Still, if a comparison is desired, I would suggest the Nixon-Kissinger machinations during the 1968 Paris Peace Talks.

Anonymous said...

No, I am saying that Rumsfeld met with Hussein when he was an ally...

This assertion is a big part of the problem. Hussein was never an "ally" in the sense we understand, or should understand...someone with whom we find shared values and common ground. Hussein's alliance was never more than tactical, in terms of the US's response to a challenge to its power presented by Iran.

Those types of tactics run the risk of blowback, a risk that was evident (and ignored) at the the time because it served the interests of American power and nothing else. It certainly didn't serve the interests of the Iraqi, Iranian and, ultimately, the American, people.

Although nation states in general might see alliances based on the (flawed) principle of "the enemy of my enemy is my friend" as inescapable, they shouldn't be surprised when the predicted consequences manifest themselves eventually.

This has been the sad legacy of American modern foreign policy ever since Yalta.

Anonymous said...

Ti-guy is right, Hussein was never an ally, but Iran was viewed as a greater danger and thus, Hussein was supplied with American made weapons to fight the Iranians.
"The enemy of my enemy is my friend" seems very applicable. Saddam was seen as the lesser of two evils.

Anonymous said...

Ti-guy is right, Hussein was never an ally, but Iran was viewed as a greater danger and thus, Hussein was supplied with American made weapons to fight the Iranians.
"The enemy of my enemy is my friend" seems very applicable. Saddam was seen as the lesser of two evils.

Anonymous said...

"Saddam was seen as the lesser of two evils."

It never occurs to you right wing knobs to not deal with ANY evils, does it?

No, that would be bad for business....

Anonymous said...

Now, now, Mike, you Dippers are the ones saying that Canada should dialogue with people like the Taliban.
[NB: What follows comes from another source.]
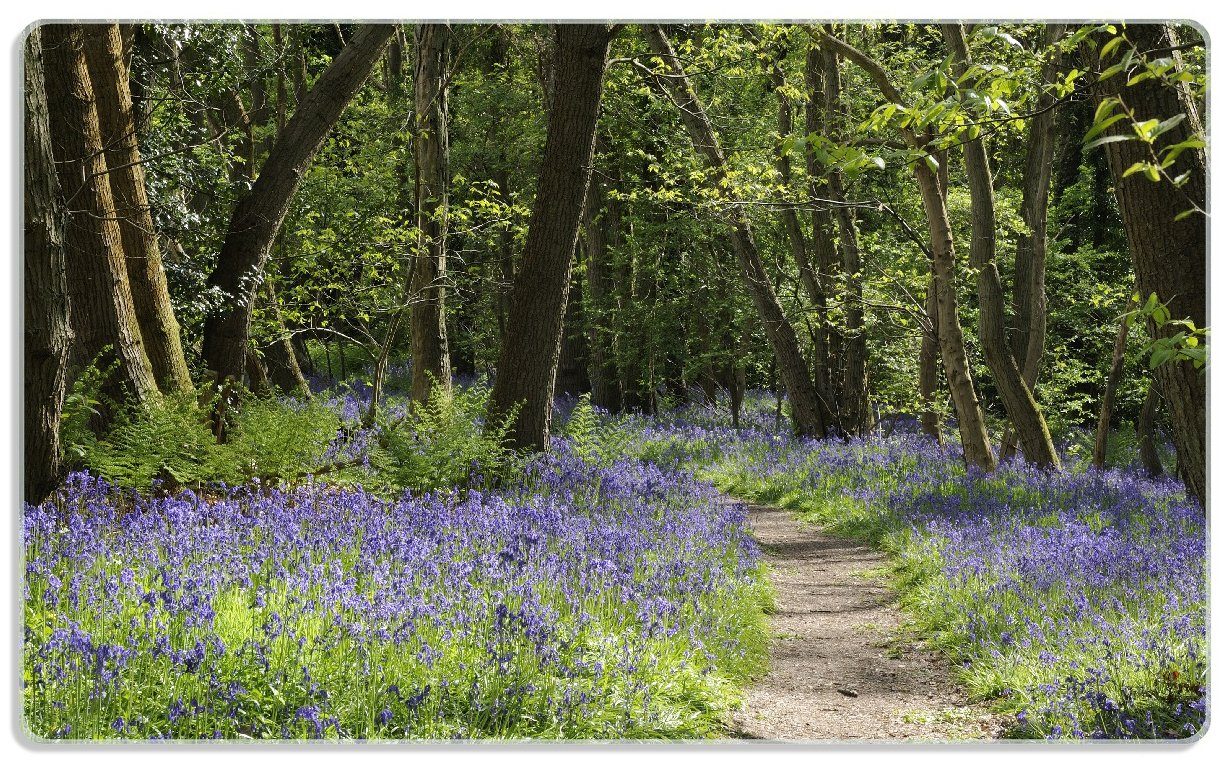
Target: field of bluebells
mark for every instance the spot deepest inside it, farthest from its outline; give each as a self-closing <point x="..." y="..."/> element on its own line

And Ti-guy, you are correct in your assertion that Hussein was not an ally in the way we would like to think of them. But what exactly is the problem with America being concerned with American power?

Anonymous said...

The problem lies with the abuse of power. Let's all remember that America's problems with Iran began with the CIA's overthrow of Prime Minister Mossadegh and the installation of the Shah (notice how righties never like to talk about that).

Blowback. As you sow, so shall you reap.